Vallejo me dió su nombre en la sonoridad de la moneda incaica y tuvo señera claridad para el futuro.

San Juan de la Cruz y la española Blanca Andreu. Carne y aire, metal y caballos, el báculo de la visión sostenido por el descenso y el ascenso simultáneo.

A otra respondo: no niego mi lúgubre manera de vivir, Alejandra.

Pero algunas sobrevivientes que puedo mencionar, son mis vecinas de naufragio:

Claude Cahun y Sylvia Plath me convidan a tomar el té; intercambiamos opiniones acerca de la hiperformulación del yo y nos relatamos las excéntricas parentelas de la anarquía.

Cuando visito a Violeta Parra, de camino a su carpa, me encuentro con una Sibila que está encerrada en una jaula. Ella me ruega encuentre a las Moiras y las desvíe de su ruta, pues me advierte de un inminente suicidio, y si le creo y logro desviarlas por favor le avise para así poder poner fin a la eternidad de su videncia. Pero la verdad no tiene peso y Violeta muere en estos días dentro de los oídos tapiados de la Justicia.

Hay dos Fridas instaladas en la lejanía. La primera está herida, la segunda restituye la violencia con adornos y un bordado como un conjuro que reza: « árbol de la esperanza mantente firme".

Mi mejor amiga se llama Alicia, nos hemos dejado fotografiar por el conejo y ampliamente recorremos el pozo de maravillas, llegando a preguntarnos a viva voz por la duración de nuestra caída.

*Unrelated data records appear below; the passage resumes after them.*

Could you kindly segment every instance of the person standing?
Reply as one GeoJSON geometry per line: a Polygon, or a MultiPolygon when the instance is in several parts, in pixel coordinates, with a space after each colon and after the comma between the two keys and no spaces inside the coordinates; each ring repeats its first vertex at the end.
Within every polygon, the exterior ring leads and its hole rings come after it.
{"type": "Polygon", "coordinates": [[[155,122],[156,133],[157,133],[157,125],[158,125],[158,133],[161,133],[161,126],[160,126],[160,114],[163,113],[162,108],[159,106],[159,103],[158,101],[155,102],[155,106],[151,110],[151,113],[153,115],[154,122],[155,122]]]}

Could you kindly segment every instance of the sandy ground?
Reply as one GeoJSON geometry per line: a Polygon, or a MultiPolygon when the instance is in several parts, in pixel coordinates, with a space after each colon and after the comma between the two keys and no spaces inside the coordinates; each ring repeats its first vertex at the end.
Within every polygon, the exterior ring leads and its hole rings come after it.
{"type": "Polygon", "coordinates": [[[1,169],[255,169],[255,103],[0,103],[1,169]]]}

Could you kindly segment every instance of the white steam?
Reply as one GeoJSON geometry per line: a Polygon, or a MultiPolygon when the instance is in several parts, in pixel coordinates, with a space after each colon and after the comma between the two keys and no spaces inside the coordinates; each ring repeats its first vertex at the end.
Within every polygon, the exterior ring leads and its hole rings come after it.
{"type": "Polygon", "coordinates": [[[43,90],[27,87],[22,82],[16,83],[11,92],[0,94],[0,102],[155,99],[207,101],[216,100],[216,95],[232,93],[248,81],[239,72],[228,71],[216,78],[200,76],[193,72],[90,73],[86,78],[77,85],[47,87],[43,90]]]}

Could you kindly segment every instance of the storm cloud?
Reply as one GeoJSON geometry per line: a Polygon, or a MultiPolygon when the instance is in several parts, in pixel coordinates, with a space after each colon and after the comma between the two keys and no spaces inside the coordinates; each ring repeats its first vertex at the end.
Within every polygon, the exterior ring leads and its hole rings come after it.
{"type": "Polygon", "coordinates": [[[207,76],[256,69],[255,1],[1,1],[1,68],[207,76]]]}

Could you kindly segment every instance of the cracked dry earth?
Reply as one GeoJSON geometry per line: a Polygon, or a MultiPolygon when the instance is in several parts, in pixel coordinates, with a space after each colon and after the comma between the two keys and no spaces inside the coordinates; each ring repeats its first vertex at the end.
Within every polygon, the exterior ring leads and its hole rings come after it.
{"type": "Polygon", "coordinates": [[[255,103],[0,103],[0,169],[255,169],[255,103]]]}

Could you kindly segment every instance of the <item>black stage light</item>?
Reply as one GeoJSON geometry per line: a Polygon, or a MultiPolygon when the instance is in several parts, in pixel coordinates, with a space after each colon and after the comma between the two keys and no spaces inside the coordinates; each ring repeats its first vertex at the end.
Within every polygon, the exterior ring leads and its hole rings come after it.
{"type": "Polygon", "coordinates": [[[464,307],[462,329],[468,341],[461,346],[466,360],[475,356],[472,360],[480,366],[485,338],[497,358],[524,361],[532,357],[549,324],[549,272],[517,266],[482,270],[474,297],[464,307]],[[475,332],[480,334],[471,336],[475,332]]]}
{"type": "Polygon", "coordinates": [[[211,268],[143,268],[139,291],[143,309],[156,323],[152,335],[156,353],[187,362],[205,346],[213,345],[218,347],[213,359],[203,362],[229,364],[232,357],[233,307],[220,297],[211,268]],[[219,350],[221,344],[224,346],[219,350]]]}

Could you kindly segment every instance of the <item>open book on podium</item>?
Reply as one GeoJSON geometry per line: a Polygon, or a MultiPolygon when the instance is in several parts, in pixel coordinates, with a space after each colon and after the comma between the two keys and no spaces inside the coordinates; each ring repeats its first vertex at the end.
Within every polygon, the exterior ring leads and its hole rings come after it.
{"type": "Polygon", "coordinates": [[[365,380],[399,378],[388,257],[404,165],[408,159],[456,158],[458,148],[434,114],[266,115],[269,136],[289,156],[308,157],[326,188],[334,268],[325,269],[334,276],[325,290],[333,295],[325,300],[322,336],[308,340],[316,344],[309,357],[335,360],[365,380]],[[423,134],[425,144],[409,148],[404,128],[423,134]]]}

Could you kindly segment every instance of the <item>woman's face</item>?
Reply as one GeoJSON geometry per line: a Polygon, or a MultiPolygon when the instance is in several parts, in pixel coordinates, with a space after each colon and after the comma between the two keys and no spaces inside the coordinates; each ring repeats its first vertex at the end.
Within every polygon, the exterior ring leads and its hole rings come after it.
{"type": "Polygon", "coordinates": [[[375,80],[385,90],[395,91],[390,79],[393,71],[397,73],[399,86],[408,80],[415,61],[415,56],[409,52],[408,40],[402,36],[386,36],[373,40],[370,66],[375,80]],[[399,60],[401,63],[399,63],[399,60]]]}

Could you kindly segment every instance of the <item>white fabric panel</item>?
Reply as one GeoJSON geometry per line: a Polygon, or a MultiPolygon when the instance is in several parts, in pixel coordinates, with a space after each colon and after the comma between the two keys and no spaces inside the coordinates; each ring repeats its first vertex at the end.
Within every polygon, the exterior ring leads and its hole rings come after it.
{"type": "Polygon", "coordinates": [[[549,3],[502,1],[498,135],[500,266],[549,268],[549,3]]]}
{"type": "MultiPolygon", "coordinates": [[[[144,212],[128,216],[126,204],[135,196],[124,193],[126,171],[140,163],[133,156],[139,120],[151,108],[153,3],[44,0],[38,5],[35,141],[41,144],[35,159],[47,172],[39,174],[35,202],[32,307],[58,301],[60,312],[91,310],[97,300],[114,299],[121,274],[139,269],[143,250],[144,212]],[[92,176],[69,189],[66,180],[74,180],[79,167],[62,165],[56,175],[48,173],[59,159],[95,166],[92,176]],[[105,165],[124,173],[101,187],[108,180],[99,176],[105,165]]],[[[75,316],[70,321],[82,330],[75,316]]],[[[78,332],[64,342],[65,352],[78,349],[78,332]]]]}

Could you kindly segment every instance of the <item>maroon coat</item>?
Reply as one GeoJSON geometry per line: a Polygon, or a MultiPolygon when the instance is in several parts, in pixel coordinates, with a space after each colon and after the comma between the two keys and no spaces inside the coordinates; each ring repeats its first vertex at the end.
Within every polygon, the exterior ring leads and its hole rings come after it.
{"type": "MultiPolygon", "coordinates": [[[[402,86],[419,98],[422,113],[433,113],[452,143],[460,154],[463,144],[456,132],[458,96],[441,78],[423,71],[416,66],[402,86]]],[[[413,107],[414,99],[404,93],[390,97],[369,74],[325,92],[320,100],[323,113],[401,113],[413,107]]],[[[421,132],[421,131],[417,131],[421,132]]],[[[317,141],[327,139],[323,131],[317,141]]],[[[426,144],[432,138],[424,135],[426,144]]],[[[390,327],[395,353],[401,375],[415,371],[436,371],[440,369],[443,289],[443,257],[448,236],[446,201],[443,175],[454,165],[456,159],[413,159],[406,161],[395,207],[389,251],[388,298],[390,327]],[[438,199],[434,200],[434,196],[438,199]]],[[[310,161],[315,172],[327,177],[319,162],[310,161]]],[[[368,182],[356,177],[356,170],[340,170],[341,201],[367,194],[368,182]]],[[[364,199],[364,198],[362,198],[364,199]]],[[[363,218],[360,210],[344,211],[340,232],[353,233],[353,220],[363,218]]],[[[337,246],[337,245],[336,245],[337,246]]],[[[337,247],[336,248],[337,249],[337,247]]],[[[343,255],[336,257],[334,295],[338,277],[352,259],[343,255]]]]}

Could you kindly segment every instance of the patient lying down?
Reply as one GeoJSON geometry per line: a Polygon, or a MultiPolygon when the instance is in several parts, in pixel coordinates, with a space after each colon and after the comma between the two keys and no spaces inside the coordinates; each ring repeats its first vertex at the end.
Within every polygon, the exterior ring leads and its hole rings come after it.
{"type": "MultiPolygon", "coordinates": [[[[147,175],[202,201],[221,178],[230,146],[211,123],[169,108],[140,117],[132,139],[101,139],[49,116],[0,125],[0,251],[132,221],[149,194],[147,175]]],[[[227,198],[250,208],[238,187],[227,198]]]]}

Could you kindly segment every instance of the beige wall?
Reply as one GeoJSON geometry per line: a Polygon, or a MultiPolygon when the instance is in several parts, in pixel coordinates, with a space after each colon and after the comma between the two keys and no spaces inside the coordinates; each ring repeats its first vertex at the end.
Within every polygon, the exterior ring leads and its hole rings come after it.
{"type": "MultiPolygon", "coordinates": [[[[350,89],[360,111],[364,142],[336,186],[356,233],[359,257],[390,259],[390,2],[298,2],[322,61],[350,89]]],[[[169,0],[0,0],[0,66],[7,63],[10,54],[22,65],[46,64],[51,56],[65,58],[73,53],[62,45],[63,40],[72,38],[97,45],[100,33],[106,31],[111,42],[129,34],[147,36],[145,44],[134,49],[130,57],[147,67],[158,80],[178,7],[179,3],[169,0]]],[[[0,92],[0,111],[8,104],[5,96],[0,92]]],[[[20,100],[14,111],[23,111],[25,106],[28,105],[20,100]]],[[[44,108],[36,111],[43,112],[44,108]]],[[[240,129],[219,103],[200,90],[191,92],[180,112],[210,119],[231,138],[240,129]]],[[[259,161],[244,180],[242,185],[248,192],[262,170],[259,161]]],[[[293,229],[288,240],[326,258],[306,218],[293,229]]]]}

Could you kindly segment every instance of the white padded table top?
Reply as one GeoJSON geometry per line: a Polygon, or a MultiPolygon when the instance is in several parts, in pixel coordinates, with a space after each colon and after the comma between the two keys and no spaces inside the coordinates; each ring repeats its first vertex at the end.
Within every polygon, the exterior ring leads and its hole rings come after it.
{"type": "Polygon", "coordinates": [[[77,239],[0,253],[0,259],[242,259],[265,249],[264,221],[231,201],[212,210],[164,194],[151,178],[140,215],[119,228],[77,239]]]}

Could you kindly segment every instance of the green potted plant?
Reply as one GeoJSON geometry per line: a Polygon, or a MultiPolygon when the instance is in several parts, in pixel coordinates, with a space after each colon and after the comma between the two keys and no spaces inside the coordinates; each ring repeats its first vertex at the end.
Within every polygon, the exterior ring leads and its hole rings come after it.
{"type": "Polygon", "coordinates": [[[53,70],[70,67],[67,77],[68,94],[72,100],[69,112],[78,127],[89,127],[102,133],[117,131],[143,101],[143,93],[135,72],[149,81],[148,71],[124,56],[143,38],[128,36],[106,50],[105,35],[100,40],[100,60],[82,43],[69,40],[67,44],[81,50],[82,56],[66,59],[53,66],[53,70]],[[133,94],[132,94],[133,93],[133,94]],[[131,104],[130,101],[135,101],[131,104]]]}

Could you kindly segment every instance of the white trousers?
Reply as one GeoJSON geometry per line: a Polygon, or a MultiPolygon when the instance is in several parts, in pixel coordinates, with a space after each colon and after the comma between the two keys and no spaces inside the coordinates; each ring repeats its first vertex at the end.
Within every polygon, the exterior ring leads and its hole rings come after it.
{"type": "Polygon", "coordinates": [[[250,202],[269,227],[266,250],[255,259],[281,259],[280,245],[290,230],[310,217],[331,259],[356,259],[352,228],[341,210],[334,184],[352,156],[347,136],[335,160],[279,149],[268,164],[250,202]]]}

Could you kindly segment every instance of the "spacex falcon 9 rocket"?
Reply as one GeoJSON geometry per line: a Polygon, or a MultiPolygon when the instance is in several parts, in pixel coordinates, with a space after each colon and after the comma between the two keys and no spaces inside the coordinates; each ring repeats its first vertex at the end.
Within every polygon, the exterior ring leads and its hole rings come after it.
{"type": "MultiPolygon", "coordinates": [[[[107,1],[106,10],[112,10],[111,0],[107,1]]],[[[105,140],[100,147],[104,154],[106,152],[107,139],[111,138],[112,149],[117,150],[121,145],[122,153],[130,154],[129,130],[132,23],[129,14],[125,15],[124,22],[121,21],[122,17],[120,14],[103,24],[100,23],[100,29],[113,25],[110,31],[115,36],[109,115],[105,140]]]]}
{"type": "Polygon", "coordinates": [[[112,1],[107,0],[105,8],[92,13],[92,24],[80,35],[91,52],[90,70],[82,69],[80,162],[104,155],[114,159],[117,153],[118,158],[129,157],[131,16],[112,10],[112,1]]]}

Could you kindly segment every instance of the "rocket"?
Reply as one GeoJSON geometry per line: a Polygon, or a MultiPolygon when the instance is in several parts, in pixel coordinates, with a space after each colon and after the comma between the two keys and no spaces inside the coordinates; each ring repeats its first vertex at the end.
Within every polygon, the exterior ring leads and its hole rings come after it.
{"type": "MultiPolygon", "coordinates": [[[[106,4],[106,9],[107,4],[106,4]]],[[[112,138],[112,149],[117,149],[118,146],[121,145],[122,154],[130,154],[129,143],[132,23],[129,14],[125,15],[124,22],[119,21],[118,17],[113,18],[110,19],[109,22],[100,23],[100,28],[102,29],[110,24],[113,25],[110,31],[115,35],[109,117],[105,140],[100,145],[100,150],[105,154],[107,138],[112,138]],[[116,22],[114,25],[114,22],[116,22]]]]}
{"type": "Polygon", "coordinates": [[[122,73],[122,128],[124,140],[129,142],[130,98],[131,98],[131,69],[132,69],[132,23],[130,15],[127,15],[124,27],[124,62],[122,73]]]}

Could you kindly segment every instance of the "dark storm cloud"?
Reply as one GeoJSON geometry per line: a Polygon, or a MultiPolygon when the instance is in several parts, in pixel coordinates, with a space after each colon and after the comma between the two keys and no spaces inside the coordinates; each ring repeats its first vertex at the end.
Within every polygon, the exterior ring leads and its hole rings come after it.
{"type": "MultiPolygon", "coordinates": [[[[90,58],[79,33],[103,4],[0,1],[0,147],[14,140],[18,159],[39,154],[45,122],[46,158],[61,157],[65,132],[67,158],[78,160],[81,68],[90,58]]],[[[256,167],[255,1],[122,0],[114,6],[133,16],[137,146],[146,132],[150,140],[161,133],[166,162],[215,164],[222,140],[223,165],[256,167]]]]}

Escribo un diario para romper con flores el círculo de la tristeza. Detrás de las palabras siempre hay otra. Se llama Ana María Vergara, y no me conoce.

Pero si de veras queréis saber, una de ellas tiene aterrorizado a su fantasma. La razón de su ser ha doblegado mi emoción y a la manera de una mala discípula, ardo en mi pasión, desheredada. Su nombre es Stella Díaz-Varín. En este punto quisiera mirarla a los ojos en donde sé brilla el fuego de la poesía viva. Bajar desde esa luz como hija de agua suya, vestida de una noche poblada de señales.

La escritura es una huella de quizás cuántas pisadas en distintas direcciones.

Todos estos pájaros me han alimentado y se sacia mi sed con su canto, no porque ellos tengan mis respuestas, sino porque tienen una canción que yo escucho como respuesta.